| name | elixir-otp-concurrency |
| description | Guide for building concurrent, fault-tolerant systems using OTP (GenServer, Supervisor, Task, Agent) and Elixir concurrency primitives |
Elixir OTP and Concurrency
This skill activates when working with OTP behaviors, building concurrent systems, managing processes, or implementing fault-tolerant architectures in Elixir.
When to Use This Skill
Activate when:
- Implementing GenServer, GenStage, Supervisor, or other OTP behaviors
- Designing supervision trees and fault-tolerance strategies
- Working with Tasks, Agents, or process management
- Building concurrent or distributed systems
- Managing application state
- Troubleshooting process-related issues
OTP Behaviors
GenServer - Generic Server
Use GenServer for stateful processes:
defmodule MyApp.Counter do
use GenServer
# Client API
def start_link(initial_value) do
GenServer.start_link(__MODULE__, initial_value, name: __MODULE__)
end
def increment do
GenServer.call(__MODULE__, :increment)
end
def get_value do
GenServer.call(__MODULE__, :get)
end
# Server Callbacks
@impl true
def init(initial_value) do
{:ok, initial_value}
end
@impl true
def handle_call(:increment, _from, state) do
{:reply, state + 1, state + 1}
end
@impl true
def handle_call(:get, _from, state) do
{:reply, state, state}
end
end
GenServer Best Practices
- Use
callfor synchronous requests that need a response - Use
castfor asynchronous fire-and-forget messages - Use
handle_infofor receiving regular messages - Keep server callbacks fast - delegate heavy work to Tasks
- Name processes with
viatuples or Registry for dynamic naming - Implement timeouts to prevent client processes from hanging
GenServer Patterns
Background Work:
def init(state) do
schedule_work()
{:ok, state}
end
def handle_info(:work, state) do
do_work(state)
schedule_work()
{:noreply, state}
end
defp schedule_work do
Process.send_after(self(), :work, 5000)
end
State Timeouts:
def handle_call(:get, _from, state) do
{:reply, state, state, {:state_timeout, 30_000, :cleanup}}
end
def handle_state_timeout(:cleanup, state) do
{:stop, :normal, state}
end
Supervisor - Process Supervision
Build supervision trees for fault tolerance:
defmodule MyApp.Application do
use Application
@impl true
def start(_type, _args) do
children = [
# Database connection pool
{MyApp.Repo, []},
# PubSub system
{Phoenix.PubSub, name: MyApp.PubSub},
# Custom supervisor
{MyApp.WorkerSupervisor, []},
# Individual workers
{MyApp.Cache, []},
{MyApp.RateLimiter, []},
# Web endpoint
MyAppWeb.Endpoint
]
opts = [strategy: :one_for_one, name: MyApp.Supervisor]

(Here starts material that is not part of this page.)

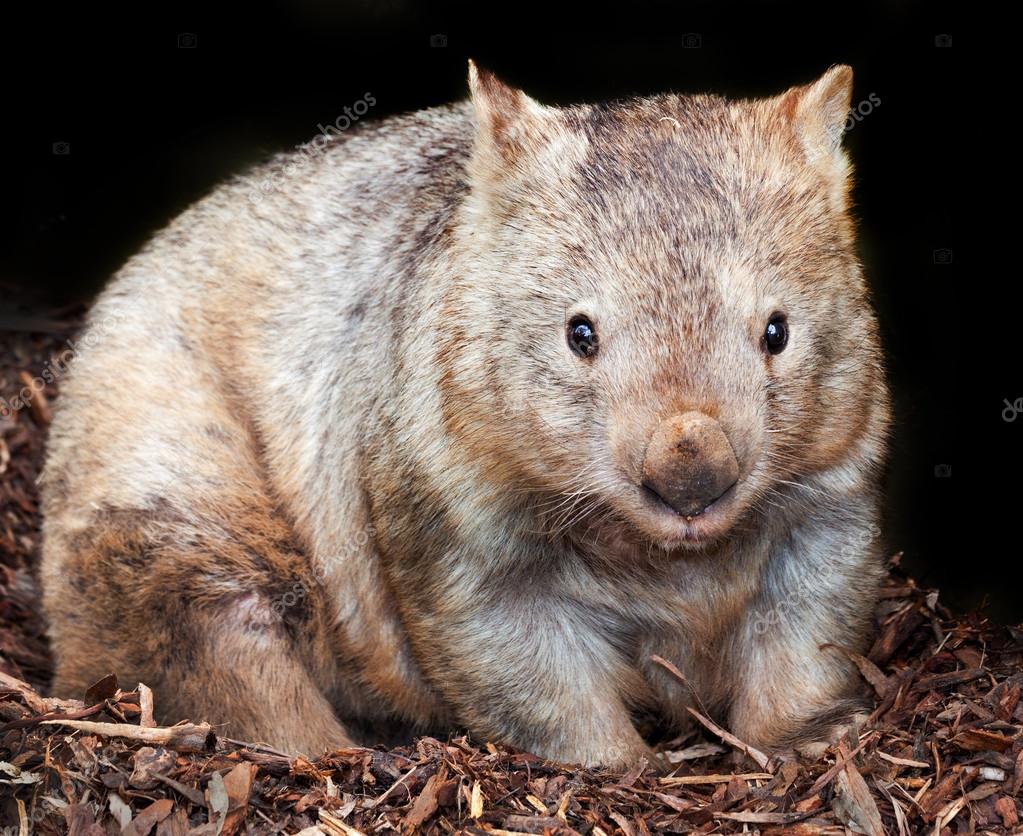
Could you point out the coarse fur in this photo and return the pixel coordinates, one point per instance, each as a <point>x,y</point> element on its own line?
<point>324,459</point>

Supervisor.start_link(children, opts)
end
end
Supervision Strategies
:one_for_one - If a child dies, only that child is restarted
Supervisor.start_link(children, strategy: :one_for_one)
:one_for_all - If any child dies, all children are terminated and restarted
Supervisor.start_link(children, strategy: :one_for_all)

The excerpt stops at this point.